Let’s hope all the publicity leads to the best thing we can do — get rid of them. Despite the fact they often fund worthy projects, they contribute far more to the continuing dysfunction of our state than they do to our well-being.
There are three major reasons to say goodbye to member items:
# There are better ways to budget for worthy projects.
# Member items serve only to reinforce the control of the legislative leaders over legislators.
# Member items distract legislators from doing what they ought to be doing.
As an example of how funds should be allocated, look at transportation programs. They, too, get distorted by “earmarks,” but that’s not how they were originally designed.
First of all, a decision is made on how much total money to devote to transportation. This amount then is divided into specific need areas —– bridges, major highways, local highways and mass transit, for example. Funds for each of these areas are then allocated to projects based on each project’s ranking on a priority scale. The legislator’s decision is restricted to policy: How important is transportation vs. parks, for example. The decision on transportation projects is left to professionals with citizen input.
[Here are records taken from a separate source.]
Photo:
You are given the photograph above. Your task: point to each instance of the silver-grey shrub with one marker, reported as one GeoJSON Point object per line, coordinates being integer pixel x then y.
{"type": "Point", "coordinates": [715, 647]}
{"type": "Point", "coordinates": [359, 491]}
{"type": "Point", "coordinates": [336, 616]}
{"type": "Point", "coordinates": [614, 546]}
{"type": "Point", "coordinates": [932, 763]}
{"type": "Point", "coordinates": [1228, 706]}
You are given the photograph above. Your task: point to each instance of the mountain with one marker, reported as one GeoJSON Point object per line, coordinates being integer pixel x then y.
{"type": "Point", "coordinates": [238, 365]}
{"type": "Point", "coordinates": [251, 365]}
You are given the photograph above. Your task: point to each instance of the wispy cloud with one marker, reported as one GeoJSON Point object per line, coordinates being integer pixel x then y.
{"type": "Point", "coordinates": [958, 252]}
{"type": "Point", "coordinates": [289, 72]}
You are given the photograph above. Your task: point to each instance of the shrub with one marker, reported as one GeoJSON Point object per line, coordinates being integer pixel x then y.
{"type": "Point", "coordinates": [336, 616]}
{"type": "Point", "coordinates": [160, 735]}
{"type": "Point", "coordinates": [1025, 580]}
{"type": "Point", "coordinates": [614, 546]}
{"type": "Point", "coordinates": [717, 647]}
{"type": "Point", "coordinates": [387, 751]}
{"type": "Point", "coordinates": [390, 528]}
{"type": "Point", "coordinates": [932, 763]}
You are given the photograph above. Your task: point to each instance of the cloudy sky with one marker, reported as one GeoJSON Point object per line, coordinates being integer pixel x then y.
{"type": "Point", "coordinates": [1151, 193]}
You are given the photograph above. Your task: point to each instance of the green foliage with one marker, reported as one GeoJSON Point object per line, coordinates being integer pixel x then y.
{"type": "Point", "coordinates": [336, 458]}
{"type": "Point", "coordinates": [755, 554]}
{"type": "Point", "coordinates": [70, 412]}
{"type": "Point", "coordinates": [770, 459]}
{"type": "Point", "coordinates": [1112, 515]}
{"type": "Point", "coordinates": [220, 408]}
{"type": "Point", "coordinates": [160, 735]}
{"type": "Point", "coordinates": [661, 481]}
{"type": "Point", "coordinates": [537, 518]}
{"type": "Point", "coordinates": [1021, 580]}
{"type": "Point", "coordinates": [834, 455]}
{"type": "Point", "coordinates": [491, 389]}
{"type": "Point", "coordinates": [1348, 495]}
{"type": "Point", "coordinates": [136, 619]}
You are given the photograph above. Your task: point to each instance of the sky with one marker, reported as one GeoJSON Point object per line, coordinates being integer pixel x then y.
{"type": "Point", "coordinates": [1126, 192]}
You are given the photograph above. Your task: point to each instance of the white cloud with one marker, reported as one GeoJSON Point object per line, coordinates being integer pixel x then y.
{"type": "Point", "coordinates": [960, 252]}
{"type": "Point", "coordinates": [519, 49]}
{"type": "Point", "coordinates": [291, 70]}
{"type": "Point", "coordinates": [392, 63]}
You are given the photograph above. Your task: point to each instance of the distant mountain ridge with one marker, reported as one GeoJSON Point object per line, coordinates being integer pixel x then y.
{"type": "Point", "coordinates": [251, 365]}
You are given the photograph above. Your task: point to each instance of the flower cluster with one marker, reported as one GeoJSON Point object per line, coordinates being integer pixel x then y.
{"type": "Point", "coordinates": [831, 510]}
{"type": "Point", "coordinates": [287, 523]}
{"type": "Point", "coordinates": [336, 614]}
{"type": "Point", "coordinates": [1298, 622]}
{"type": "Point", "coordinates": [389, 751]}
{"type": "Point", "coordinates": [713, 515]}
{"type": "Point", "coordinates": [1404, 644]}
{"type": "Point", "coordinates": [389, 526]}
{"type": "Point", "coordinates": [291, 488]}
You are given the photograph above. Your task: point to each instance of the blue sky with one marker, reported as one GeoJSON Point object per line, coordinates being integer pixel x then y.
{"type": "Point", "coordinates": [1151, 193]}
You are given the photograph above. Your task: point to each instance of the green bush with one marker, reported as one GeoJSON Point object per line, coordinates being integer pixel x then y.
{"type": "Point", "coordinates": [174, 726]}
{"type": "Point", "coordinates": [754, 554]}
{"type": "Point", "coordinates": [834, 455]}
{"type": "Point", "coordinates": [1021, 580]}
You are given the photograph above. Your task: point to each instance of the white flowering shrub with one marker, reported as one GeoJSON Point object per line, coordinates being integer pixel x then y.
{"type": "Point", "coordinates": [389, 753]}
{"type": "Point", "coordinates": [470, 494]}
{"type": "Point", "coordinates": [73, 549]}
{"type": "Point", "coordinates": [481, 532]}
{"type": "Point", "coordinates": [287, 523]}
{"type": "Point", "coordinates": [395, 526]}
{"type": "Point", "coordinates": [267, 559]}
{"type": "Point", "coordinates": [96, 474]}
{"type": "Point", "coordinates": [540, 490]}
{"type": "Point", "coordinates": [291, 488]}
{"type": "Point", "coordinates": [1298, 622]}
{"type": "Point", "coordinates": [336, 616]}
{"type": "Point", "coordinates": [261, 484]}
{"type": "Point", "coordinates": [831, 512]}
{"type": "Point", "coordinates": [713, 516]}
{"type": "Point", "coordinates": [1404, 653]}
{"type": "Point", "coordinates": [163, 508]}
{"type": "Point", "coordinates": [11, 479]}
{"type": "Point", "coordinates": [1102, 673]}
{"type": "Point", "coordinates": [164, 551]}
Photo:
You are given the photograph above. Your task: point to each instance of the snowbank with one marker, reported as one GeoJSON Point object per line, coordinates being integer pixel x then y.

The point is to keep the legislator focused on the overall welfare of the state while the details are dealt with by others in a far better position to deal with them. This process could and should be used for all of the projects funded by member items. Let them all compete with funding going to the most worthy.
Funding projects this way dilutes the legislative leaders’ power to control who gets how much for member items. It also eliminates the gross inequity of minority party members coming up with crumbs while majority members resemble Santa Claus.
Loyalty-based funding is also an open invitation to abuse as we recently saw when state Sen. Efrain Gonzalez Jr., D-Bronx, was charged with funneling more than $400,000 in member item money to his own personal use. Any process done in secret with little or no oversight is nothing more than a temptation to engage in this kind of mischief. This is one reason your legislator pays far more attention to the leadership than to you, the citizen.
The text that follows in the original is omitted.